I found what might be the worst written book on Lie Groups. Ever. Until I find one I like better, I'm going to see if I can persevere through the sludge. I'll write out the theorem word for word and then explain what I can. Hopefully someone can decipher it.

Typically, I use the term "chart" to mean the inverse of what the author uses here. Also, in case it wasn't clear from the title, $G$ is a Lie group.

What does this mean, explicitly using the chart (preferably using $\varphi_\alpha^{-1}$ for his $\varphi_\alpha$)?

Last edited: Mar 21, 2014
2. Mar 23, 2014

### Mandelbroth

For those of you who might be looking for this in the future, I think I've figured out what the author is trying to say.

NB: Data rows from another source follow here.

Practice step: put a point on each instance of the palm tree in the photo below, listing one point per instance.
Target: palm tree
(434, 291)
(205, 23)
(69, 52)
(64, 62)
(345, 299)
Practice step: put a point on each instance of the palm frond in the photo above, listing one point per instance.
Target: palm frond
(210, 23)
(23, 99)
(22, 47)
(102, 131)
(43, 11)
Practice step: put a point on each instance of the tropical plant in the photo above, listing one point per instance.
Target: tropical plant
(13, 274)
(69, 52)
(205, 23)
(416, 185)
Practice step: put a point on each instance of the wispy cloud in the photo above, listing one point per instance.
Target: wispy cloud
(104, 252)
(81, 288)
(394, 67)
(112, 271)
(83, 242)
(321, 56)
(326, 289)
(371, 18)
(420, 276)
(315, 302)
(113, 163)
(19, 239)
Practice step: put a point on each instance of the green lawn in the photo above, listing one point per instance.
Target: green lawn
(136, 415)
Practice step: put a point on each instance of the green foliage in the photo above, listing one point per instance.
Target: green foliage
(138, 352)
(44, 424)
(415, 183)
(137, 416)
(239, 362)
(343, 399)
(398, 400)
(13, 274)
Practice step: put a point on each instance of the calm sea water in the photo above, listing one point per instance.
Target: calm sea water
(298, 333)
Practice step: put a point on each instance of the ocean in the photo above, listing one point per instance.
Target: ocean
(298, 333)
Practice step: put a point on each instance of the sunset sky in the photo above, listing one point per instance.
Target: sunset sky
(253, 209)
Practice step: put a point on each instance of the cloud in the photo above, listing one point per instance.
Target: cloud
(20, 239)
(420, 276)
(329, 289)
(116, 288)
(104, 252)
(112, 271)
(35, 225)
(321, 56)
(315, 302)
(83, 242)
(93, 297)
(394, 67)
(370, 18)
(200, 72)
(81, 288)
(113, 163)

Pretend $G$ is an abelian Lie group. Then, the multiplication map $\mu:G\times G\to G, (a,b)\mapsto ab$ is a homomorphism of Lie groups. Consider $\mu_1=\left.\mu\right|_{\{\mathrm{e}\}\times G}$. Identifying $\{\mathrm{e}\}\times G\cong G$, we note that $\mu_1$ is the identity. Thus, evaluating the pushforward of $0\oplus y$ by $\mu_1$, we get $\mathrm{d}(\mu_1)_{(\mathrm{e},\mathrm{e})}(0\oplus y)=y$. Similarly, for $\mu_2=\left.\mu\right|_{G\times\{\mathrm{e}\}}$, we get $\mathrm{d}(\mu_2)_{(\mathrm{e},\mathrm{e})}(x\oplus 0)=x$. By linearity, we get our result: $$\mathrm{d}\mu_{(\mathrm{e},\mathrm{e})}(x\oplus y)=\mathrm{d}\mu_{(\mathrm{e},\mathrm{e})}(x\oplus 0 + 0\oplus y)=x+y.$$

This is used, notably, to prove that $\exp$ is a homomorphism of groups (with an appropriate forgetful functor slapped onto the domain) if and only if the underlying Lie group is abelian.